The dispute over Ohio’s early voting rules began last summer when Gov. John Kasich (R) signed a measure passed by the Republican-controlled legislature that ended early voting on the Friday before Election Day. After legislative maneuvering and an attempt to repeal that law by referendum, the state was left with conflicting statutes. One ends the early voting period on Friday, while another allows members of the military to continue voting until Election Day.
Husted stepped in to mitigate the confusion. He issued a directive to the state’s 88 counties that interpreted state law as setting a deadline of 6 p.m. Friday for nonmilitary voters but allowing county election boards to decide whether to remain open over the weekend before Election Day to accept in-person ballots from military and overseas voters.
The Obama campaign sued the state, arguing that it is unconstitutional to treat military and nonmilitary voters differently. A federal trial court agreed and in August stopped the changes in Ohio’s early voting window from taking effect. The Sixth Circuit last week concurred, paving the way for Ohio’s appeal that the Supreme Court lift the prohibition on changing the rules until the state can present its case.
In the provisional ballot case, the SEIU complained that the Ohio Supreme Court “adopted the most strict possible interpretation” of a statute “requiring the rejection of all wrong-precinct provisional ballots without exception, even where the County Board of Election knows that poll worker error led to the voter being provided with the wrong ballot.”
Ohioans cast 200,000 provisional ballots in the 2008 elections, and 40,000 were tossed out, according to the union’s complaint. The state increasingly uses polling locations that serve voters from more than one precinct.
A federal trial court judge ordered Ohio officials to count ballots cast in the wrong precinct unless specific criteria are met.

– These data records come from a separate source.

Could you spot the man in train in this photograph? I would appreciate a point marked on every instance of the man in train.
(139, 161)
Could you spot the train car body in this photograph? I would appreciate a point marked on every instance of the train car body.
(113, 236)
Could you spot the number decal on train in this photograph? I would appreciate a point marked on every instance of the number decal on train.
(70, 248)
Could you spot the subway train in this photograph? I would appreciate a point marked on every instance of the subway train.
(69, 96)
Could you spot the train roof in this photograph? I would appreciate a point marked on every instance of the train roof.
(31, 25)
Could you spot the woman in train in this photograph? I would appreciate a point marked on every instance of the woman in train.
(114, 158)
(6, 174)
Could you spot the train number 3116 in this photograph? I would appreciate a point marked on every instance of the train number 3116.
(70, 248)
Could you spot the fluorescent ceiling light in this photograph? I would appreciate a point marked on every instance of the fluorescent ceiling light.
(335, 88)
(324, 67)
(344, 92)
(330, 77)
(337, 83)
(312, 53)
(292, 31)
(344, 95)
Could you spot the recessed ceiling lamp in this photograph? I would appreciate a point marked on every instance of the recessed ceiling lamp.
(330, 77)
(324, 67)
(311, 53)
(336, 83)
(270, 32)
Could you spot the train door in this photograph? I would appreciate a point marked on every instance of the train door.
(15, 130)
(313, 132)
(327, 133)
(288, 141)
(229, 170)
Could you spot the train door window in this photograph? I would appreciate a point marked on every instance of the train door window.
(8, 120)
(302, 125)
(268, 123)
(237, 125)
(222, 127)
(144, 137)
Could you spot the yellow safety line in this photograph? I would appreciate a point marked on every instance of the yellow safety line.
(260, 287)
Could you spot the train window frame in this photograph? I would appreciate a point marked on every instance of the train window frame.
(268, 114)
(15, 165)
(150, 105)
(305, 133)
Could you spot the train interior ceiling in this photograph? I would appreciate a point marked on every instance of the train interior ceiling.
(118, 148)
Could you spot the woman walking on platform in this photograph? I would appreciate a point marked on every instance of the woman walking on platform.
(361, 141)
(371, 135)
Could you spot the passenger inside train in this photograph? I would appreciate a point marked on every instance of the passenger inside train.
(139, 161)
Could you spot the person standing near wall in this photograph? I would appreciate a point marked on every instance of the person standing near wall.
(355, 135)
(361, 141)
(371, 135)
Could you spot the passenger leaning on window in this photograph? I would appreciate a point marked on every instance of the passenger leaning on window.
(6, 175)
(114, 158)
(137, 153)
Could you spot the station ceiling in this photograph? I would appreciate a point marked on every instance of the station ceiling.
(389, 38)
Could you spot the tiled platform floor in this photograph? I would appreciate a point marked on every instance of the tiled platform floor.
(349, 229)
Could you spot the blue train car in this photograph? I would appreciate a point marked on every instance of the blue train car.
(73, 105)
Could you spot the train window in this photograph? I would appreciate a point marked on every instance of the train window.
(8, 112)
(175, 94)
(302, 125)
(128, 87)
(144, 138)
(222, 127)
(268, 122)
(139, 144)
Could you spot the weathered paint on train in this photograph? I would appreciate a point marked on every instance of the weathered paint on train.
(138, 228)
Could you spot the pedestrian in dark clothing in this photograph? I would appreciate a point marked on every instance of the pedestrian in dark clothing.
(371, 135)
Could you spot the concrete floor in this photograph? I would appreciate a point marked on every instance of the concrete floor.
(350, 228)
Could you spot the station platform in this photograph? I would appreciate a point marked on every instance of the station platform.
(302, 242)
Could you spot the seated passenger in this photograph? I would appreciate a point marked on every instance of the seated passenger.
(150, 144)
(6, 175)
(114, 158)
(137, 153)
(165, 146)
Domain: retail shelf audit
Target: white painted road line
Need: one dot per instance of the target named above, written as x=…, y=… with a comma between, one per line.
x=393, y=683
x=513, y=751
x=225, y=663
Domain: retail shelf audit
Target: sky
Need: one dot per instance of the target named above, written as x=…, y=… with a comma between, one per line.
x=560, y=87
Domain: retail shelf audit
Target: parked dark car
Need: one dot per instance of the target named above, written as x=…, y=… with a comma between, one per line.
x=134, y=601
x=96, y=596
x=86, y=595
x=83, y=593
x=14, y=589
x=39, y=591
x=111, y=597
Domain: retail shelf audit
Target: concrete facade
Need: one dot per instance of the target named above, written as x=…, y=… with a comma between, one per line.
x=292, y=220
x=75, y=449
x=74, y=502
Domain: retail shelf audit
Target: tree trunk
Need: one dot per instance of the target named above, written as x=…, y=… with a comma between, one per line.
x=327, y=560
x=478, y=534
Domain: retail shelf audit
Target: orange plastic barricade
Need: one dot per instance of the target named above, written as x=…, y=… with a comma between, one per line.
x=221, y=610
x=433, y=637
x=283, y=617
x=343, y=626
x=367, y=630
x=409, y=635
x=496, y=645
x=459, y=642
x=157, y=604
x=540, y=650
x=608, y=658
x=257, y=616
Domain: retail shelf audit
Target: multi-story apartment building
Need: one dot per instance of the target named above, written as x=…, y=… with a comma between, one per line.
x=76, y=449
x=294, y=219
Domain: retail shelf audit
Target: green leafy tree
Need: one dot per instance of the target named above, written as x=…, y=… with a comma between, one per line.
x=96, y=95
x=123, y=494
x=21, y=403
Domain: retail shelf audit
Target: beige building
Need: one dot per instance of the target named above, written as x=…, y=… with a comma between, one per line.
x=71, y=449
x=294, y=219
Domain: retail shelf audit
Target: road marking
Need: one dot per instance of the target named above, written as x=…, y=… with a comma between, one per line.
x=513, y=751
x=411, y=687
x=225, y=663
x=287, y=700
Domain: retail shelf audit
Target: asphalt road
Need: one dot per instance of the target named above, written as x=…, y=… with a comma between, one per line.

The state asked the Sixth Circuit to review that decision, and the appellate court heard oral arguments last week. A decision is expected shortly.
Hasen said that in the decade since Bush v. Gore “scholars have been puzzling” over a passage in the high court’s ruling that is relevant to both Ohio cases.
“Having once granted the right to vote on equal terms, the State may not, by later arbitrary and disparate treatment, value one person’s right to vote over that of another,” the court’s majority wrote in its rationale for ending the Florida recount.
“Both of these cases raise the question of when you can treat similarly situated voters differently. In the early-voting case, the question is the distinction between military and nonmilitary voters. In the provisional ballot case, it’s voters who did nothing wrong who happen to encounter an incompetent poll worker and voters who did not.”
Either case would provide an opportunity for the Supreme Court to further explain its thinking in Bush v. Gore, Hasen said.